## Question:

In Java, the *hash* code for a `String`

object is computed as

```
s[0]*31^(n-1) + s[1]*31^(n-2) + ... + s[n-1]
```

using integer arithmetic, where `s[i]`

is the `i`

-th character of the string, `n`

is the length of the string, and `^`

indicates exponentiation.

Why is 31 used as a multiplier?

I understand that the multiplier should be a relatively large prime number. So why not 29, or 37, or even 97?

## Answer:

*Hash* code is often used as a key for *hash* tables, called dictionaries. It's common for the maximum value of possible codes to be stored in 32 bits, so it makes sense to use the maximum multiple of 32 and the immediate lower prime is 31. Not that you need to use all the codes, but from that number you can derive the index plus appropriate according to the amount of *buckets* possible in that specific spread thus giving a good distribution.

According to comments, today it is considered that there are better (larger) numbers , but as far as I know the reason for the initial choice was this.
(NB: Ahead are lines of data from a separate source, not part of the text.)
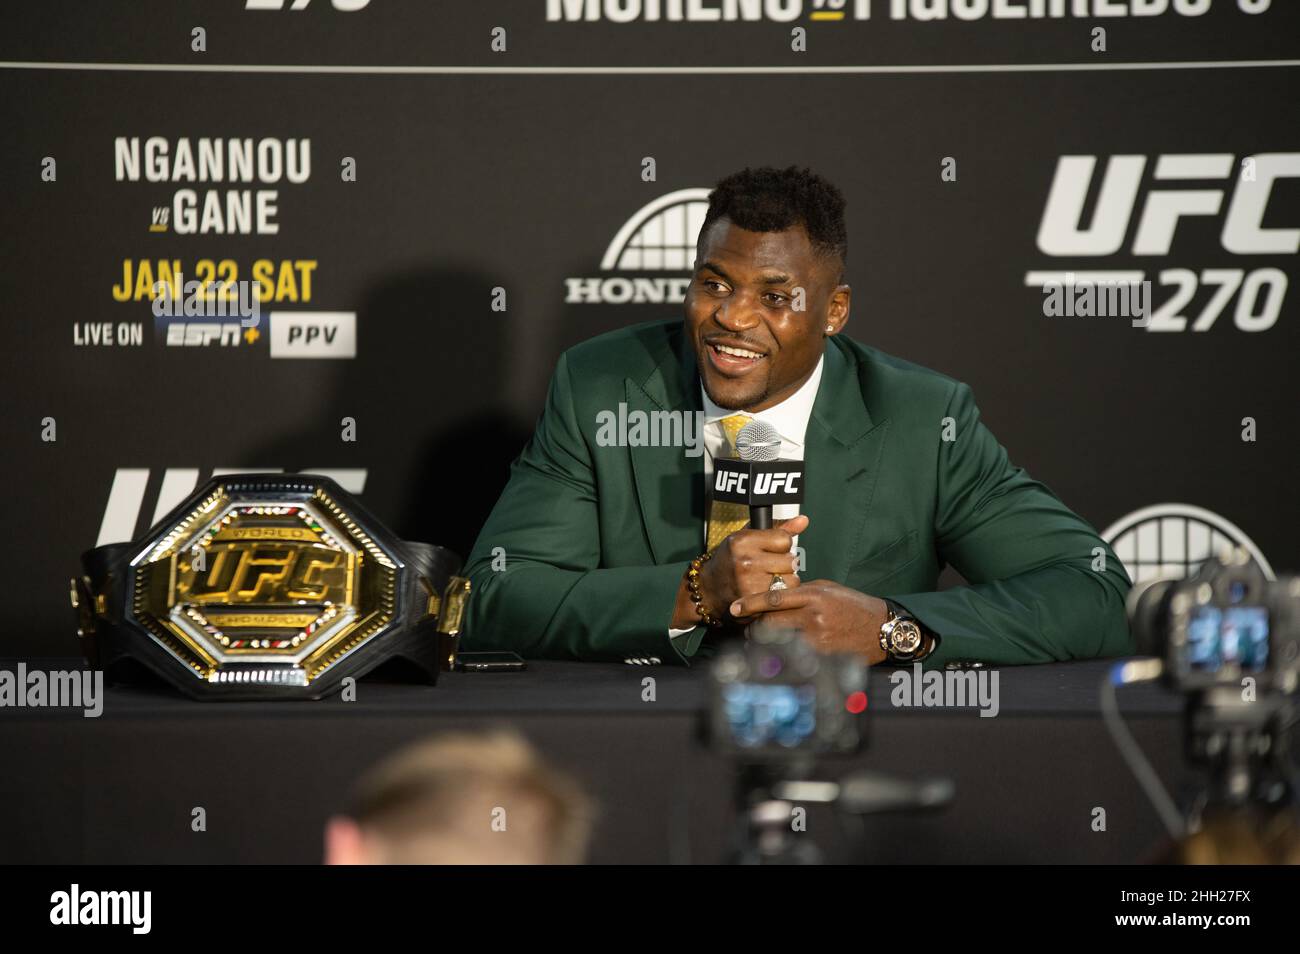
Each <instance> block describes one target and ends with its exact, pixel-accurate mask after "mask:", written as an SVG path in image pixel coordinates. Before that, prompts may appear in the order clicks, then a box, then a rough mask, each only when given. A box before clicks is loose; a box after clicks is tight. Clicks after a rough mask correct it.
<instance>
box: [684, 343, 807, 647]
mask: <svg viewBox="0 0 1300 954" xmlns="http://www.w3.org/2000/svg"><path fill="white" fill-rule="evenodd" d="M823 364H826V359H824V357H823V359H819V360H818V363H816V368H814V369H813V373H811V374H810V376H809V380H807V381H805V382H803V385H802V386H801V387H800V390H797V391H796V393H794V394H792V395H790V396H789V398H787V399H785V400H783V402H781V403H780V404H775V406H774V407H770V408H767V409H766V411H757V412H754V413H750V412H749V411H728V409H727V408H722V407H718V406H716V404H714V402H712V400H710V399H708V393H707V391H705V385H703V382H701V383H699V394H701V396H702V398H703V406H705V499H706V500H707V499H708V498H710V496H711V495H710V493H708V489H710V487H711V486H712V476H714V458H715V456H725V455H729V452H731V446H729V445H728V442H727V432H725V429H724V428H723V424H722V421H723V419H724V417H731V416H732V415H736V413H741V415H745V416H746V417H751V419H754V420H758V421H767V422H768V424H771V425H772V426H774V428H776V433H777V434H780V435H781V454H780V459H781V460H803V443H805V439H806V437H807V430H809V417H810V416H811V415H813V403H814V402H815V400H816V390H818V387H819V386H820V383H822V365H823ZM798 515H800V506H798V504H797V503H781V504H777V506H775V507H772V520H774V521H775V520H789V519H790V517H797V516H798ZM699 532H701V535H702V538H703V539H705V542H706V543H707V542H708V526H707V521H706V524H705V525H703V526H701V528H699ZM798 539H800V538H798V537H796V538H794V542H793V543H792V548H790V552H794V547H797V546H798ZM692 629H694V626H692V628H689V629H669V630H668V636H671V637H673V638H676V637H679V636H682V634H685V633H689V632H692Z"/></svg>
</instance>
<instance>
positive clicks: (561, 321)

A smaller number could generate code collisions much more easily. A bigger one is really better, but the gain difference isn't that big, a smaller one is much worse.

On some platforms a *shift* operation of certain numbers is cheap, on others it is not, in some cases there is optimization for some numbers, as in the case of 31 which can be used (it is a *shift* and a simple subtraction).

You can say that it's not a well thought out number, no in-depth assessment was made, something that has a sensational justification 🙂

A comparison was made on SOen . It seems that certain numbers are the same, but note that other observations need to be made, the analysis cannot be taken in isolation. Ali does not show other problems of each number.